The Deal Structure
Eucalyptus, the ANZ telehealth startup founded in 2019, sold to NYSE-listed Hims & Hers for $1.15B USD ($1.6B AUD). The headline number is roughly 10x the $111M in venture funding raised over four years.
The company last raised $50M at a $520M valuation in April 2023. They were hunting for unicorn-level funding when this deal landed.
The Catch
The fine print matters here. Investor and employee payouts are tied to multi-year earnout targets, not immediate cash. That means the people who built this are waiting on performance milestones while the acquirer's stock continues sliding.
Hims & Hers shares are down 64% over 12 months, including a 55% drop in the first two months of 2026. The stock fell another 8% in the days after announcing the Eucalyptus deal.
What This Means
For ANZ startup employees holding equity: this is the reality of earnout structures. The headline valuation and the actual cash you see are different numbers, sometimes years apart.

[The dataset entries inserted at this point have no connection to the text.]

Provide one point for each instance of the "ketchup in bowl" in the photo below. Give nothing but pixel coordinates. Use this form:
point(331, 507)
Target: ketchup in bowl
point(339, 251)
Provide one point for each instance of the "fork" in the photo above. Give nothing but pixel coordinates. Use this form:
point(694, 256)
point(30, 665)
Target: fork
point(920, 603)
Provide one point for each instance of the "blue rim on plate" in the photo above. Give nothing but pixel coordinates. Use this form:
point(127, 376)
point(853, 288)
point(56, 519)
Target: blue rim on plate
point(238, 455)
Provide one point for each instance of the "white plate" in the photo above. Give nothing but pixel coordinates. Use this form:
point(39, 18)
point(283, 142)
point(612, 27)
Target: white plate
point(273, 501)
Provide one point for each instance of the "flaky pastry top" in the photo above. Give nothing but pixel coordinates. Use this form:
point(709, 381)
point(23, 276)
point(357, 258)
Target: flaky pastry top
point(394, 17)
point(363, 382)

For sales teams at high-growth startups: understand your equity comp structure. Ask about liquidity timelines, earnout conditions, and what happens if the acquirer's stock tanks before you vest.
The Eucalyptus deal shows why ANZ liquidity remains an issue. Big exits happen, but the cash flow to employees and early investors depends on factors outside their control, including US public market performance and hitting post-acquisition targets.
Both companies sell online consultations and treatments for weight loss, sexual health, hair loss, and mental health. The merger is betting that combined scale beats standalone growth, but investors are skeptical. The market sold off Hims & Hers immediately.
Patient capital works both ways: investors wait for exits, then employees wait for earnouts. The gap between announcement and payout is where the real story lives.